Four of the rare birds – two adults and two chicks old enough to fly – were found at their nest at Aunsbjerg near the town of Silkeborg, reports DR.
The animals were poisoned with the banned insecticide parathion, according to the report.
The substance has been banned in Denmark since 2003.
Danish Ornithological Society Kim Skelmose told the broadcaster the discovery had caused concern in the birdwatching community.
“At is very sad that we have found our beautiful birds, the red kites, killed for entirely no reason. It is a bird that cannot do any harm whatsoever. On the contrary, it adds something valuable to our natural environment. So I think it's incredibly sad,” he said.
Skelmose told the broadcaster that he knew no reason for anyone to want to kill the animal.
“I can only say based on fantasy that there must be someone that just doesn't like our birds of prey and perhaps doesn't want them in our countryside,” he said.
Biologist Knud Flensted, also of the Danish Ornithological Society, said that the poison may have been laid for other animals.

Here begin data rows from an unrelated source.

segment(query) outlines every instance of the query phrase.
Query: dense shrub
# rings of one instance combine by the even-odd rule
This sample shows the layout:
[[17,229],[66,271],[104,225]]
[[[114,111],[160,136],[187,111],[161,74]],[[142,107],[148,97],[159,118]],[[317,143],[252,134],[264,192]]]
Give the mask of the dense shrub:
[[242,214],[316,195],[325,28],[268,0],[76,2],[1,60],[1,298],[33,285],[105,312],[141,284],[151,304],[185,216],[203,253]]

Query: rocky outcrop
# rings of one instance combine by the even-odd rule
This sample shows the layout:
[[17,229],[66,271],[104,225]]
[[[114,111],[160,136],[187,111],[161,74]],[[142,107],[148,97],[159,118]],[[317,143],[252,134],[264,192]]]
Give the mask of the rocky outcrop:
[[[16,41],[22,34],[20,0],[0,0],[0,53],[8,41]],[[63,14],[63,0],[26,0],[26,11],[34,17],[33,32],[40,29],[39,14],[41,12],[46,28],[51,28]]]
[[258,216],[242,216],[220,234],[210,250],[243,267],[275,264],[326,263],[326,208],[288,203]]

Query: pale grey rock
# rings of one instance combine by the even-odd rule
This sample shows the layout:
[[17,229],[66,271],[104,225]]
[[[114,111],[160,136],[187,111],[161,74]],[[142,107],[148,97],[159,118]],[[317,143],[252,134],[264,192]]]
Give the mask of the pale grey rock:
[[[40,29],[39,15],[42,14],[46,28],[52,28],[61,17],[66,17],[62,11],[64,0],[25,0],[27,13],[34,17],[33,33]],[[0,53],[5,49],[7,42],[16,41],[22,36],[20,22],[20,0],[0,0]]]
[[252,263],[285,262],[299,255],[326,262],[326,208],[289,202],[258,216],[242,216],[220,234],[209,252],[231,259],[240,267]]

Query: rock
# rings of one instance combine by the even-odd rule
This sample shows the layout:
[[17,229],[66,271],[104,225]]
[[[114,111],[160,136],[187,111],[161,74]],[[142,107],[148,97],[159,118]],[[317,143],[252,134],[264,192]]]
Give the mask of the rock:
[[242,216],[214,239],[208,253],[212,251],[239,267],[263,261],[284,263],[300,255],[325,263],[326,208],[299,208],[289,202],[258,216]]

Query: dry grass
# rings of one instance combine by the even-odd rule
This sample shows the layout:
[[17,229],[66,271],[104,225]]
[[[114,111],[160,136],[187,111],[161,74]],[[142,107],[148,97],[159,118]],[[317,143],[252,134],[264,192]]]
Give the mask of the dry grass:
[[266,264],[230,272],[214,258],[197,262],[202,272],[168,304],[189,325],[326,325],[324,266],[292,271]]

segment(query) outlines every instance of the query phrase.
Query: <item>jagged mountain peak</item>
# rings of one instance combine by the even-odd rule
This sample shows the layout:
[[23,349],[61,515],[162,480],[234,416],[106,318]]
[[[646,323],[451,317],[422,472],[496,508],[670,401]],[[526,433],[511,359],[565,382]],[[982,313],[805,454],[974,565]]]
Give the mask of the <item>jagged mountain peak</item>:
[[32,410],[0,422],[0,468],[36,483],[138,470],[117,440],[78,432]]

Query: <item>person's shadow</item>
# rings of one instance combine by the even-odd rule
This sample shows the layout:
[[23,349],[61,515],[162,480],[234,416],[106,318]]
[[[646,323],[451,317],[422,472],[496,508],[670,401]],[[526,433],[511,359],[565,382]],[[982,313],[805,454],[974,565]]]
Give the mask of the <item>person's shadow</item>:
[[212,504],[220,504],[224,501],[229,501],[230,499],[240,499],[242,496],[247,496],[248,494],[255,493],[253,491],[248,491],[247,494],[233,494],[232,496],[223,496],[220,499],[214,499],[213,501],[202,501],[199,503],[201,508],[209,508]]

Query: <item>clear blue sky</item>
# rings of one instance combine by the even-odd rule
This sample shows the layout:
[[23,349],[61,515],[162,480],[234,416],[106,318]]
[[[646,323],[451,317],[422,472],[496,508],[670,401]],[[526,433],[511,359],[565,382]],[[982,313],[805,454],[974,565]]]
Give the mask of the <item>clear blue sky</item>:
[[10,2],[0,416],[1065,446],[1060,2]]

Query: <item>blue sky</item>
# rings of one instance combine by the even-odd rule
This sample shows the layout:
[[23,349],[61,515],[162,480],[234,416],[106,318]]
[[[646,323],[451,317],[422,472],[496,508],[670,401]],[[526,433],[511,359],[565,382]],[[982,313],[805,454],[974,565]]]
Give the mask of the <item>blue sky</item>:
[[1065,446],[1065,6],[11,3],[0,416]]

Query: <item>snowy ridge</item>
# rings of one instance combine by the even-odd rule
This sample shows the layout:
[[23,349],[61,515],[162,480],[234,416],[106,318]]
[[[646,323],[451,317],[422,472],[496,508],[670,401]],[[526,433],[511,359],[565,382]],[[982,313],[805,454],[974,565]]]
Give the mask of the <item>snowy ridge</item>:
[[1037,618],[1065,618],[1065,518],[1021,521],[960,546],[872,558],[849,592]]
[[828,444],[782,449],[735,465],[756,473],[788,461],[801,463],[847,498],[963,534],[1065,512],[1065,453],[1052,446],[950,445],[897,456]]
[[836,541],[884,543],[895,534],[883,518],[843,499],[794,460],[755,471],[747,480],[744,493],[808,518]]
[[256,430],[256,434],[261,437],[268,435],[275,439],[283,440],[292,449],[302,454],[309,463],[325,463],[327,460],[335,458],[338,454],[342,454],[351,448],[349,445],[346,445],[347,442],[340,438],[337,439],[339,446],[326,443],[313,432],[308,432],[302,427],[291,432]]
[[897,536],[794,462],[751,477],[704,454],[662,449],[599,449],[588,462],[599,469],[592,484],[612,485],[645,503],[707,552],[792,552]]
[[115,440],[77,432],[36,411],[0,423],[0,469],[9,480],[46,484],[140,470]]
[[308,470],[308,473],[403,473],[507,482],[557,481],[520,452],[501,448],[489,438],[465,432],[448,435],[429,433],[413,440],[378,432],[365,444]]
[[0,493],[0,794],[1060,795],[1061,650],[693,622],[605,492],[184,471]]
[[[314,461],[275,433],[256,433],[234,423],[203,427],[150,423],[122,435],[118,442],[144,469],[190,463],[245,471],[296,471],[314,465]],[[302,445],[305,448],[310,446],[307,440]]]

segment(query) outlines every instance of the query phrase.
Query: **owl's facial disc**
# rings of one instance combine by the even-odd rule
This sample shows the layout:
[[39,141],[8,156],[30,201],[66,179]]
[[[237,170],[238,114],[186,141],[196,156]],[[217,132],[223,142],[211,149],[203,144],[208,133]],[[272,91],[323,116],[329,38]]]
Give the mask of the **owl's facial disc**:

“The poison was probably laid to fight crows, seagulls, and carnivorous animals and birds. Using parathion-laced bait is particularly serious, because, as we can see, the poison can kill anything,” he told DR.
The red kite is one of the most threatened species of its kind in Europe, according to the report.
“This bird had almost disappeared from [the Danish] countryside. We are proud that it has returned,” Skelmose said.
Recent decades have seen the animal make a moderate comeback in Denmark, primarily in eastern Jutland, with 150 breeding pairs currently present.
The poisoning has been reported to police.